Le visiteur et son engin arrivaient, en effet, dans un char traîné par des boeufs à l’instar des rois fainéants. C’était un vélocipédiste assez connu dans la région, car l’exercice auquel il se livrait, comportait peu d’adeptes à cette époque. On l’appelait le Grand Pierre et ses promenades sur sa mécanique à deux roues étaient légendaires dans l’esprit des populations. Le Grand Pierre, qui possédait un vélocipède dont les roues se trouvaient munies d’étranges bandages en caoutchouc gonflé d’air, qu’on appelait bandages pneumatiques, venait demander à l’usine Michelin de lui réparer un de ces pneumatiques qui était crevé.

L’opération dura plus de trois heures. Elle fut effectuée selon les indications fournies par une notice très complète que possédait le Grand Pierre, par le meilleur ouvrier de l’usine, Duvert, sous la surveillance de M. Edouard Michelin, dont la curiosité avait été excitée par cette innovation. En effet, MM. Michelin, soucieux de trouver un débouché pour le caoutchouc industriel, étaient justement en train, cette année-là, d’installer chez eux la fabrication des caoutchoucs pleins et creux, à l’usage des vélocipèdes. Edouard Michelin avait même appris à monter à vélo pour étudier la question.

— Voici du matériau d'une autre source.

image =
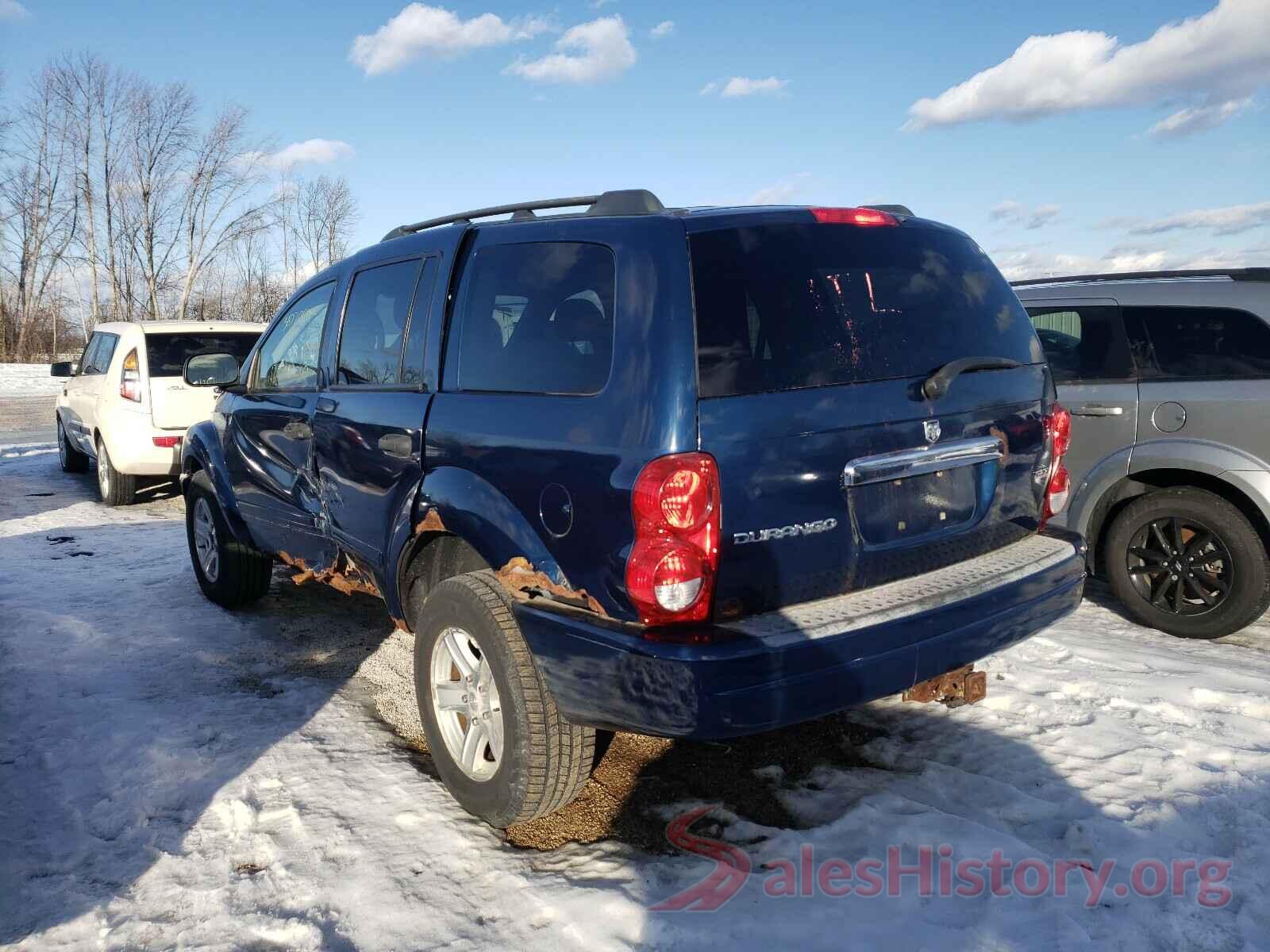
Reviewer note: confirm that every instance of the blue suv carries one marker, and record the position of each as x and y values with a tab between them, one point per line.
692	473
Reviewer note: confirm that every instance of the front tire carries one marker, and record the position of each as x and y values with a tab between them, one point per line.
116	488
230	573
1187	562
498	742
71	459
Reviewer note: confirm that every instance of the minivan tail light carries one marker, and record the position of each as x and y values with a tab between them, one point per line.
130	381
854	216
673	562
1058	484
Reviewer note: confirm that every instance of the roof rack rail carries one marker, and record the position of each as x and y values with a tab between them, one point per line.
1232	273
634	201
892	209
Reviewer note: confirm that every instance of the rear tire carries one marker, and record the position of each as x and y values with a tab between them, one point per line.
475	677
71	459
116	488
1202	571
230	573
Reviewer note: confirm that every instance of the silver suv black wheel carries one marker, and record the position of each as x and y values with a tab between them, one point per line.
1187	562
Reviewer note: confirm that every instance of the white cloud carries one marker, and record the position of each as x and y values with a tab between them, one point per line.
588	52
311	152
746	86
1223	221
1022	263
422	31
1019	213
783	192
13	10
1222	55
1198	118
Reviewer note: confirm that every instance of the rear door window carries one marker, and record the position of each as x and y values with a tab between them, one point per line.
167	353
535	317
1083	343
375	324
787	306
1199	342
99	353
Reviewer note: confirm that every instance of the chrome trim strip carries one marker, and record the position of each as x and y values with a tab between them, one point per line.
922	460
903	598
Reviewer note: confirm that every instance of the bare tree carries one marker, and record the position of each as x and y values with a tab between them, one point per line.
40	206
95	98
325	213
216	209
160	132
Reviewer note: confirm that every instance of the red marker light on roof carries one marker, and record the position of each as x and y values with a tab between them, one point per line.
867	217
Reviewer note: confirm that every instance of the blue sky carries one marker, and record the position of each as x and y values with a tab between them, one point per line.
1048	160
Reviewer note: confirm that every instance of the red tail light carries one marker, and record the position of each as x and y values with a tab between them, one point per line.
1058	488
671	570
854	216
130	381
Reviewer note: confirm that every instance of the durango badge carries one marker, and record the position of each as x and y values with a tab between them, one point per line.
800	528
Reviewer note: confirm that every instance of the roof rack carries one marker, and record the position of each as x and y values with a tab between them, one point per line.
634	201
1232	273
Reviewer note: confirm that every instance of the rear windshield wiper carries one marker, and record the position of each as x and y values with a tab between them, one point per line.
939	382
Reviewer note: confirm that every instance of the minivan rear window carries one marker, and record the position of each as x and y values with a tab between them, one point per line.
167	353
789	306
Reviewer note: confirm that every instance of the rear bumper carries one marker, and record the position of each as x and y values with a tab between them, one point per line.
791	666
130	438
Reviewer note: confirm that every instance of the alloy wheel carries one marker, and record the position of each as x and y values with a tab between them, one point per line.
205	539
1180	566
467	704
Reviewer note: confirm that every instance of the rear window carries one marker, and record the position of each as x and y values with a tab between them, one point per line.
167	353
787	306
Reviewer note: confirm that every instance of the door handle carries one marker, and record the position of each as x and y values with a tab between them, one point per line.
1098	410
395	444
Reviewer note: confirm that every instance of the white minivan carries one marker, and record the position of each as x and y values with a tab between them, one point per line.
126	401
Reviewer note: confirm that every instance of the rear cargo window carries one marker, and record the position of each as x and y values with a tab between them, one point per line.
787	306
537	317
167	353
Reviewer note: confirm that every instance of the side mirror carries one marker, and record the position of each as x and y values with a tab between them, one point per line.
211	370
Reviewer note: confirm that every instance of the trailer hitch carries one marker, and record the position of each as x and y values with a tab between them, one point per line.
962	685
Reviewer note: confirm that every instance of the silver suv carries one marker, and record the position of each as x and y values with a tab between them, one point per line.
1168	378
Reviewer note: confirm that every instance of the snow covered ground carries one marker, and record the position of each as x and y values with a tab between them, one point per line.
175	774
27	380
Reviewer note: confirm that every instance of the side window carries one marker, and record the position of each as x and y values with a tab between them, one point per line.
417	336
535	317
1200	342
1083	343
87	357
289	357
99	353
375	321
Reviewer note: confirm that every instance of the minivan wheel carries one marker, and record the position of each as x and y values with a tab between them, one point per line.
1187	562
229	573
116	488
71	459
498	742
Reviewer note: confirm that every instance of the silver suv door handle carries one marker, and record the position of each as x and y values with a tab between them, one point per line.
1098	410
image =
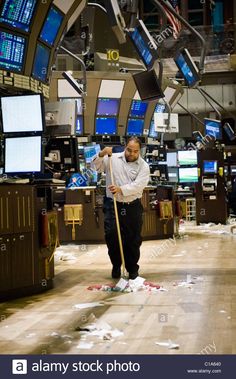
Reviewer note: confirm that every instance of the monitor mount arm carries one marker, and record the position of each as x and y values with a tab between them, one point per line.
84	80
164	4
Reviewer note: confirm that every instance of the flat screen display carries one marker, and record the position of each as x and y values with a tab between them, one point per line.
135	127
213	128
51	26
152	133
148	85
138	109
233	170
187	67
18	13
210	167
144	45
187	157
173	176
90	152
22	113
79	126
107	107
188	175
23	155
172	159
105	125
160	108
41	61
12	51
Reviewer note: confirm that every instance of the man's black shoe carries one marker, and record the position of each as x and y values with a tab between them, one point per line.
133	275
116	273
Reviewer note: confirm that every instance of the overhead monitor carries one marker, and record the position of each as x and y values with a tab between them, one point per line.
24	113
23	155
41	62
51	26
187	67
161	122
173	174
148	85
138	109
209	167
229	131
111	88
60	113
188	175
172	159
144	44
18	13
152	133
105	125
107	107
135	127
79	126
233	170
160	108
90	152
213	128
187	157
12	51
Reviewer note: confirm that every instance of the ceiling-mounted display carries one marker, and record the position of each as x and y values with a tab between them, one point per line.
51	26
18	13
12	51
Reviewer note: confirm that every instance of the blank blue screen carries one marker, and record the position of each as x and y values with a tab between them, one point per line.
12	51
51	26
18	13
41	63
138	108
105	125
135	127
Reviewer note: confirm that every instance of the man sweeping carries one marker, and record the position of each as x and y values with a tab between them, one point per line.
130	175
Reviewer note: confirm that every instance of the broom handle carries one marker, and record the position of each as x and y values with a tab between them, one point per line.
117	222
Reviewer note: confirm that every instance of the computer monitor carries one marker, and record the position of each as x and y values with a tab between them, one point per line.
187	67
233	170
148	85
138	109
41	61
188	175
152	133
90	152
135	127
172	159
107	107
173	174
24	113
213	128
105	125
144	44
51	26
79	126
18	13
23	155
12	51
209	167
187	157
160	108
229	131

Or, il était revenu de quelques promenades, absolument éreinté, se disant qu’il y avait peut-être là un débouché, mais très restreint et que cette industrie ne se développerait jamais beaucoup, parce que ni un homme d’un certain âge, ni un homme peu robuste, ni une femme ne pourraient faire du vélo. Il voyait donc l’avenir de ce sport (alors une véritable acrobatie) réduit à sa plus simple expression et ne craignait pas de l’écrire à son frère André, lequel lui répondait, d’autre part, qu’on effectuait bien à Paris quelques essais de pneumatiques, mais que l’opinion publique s’élevait, indignée, contre ce dispositif, tellement tout le monde le trouvait horrible.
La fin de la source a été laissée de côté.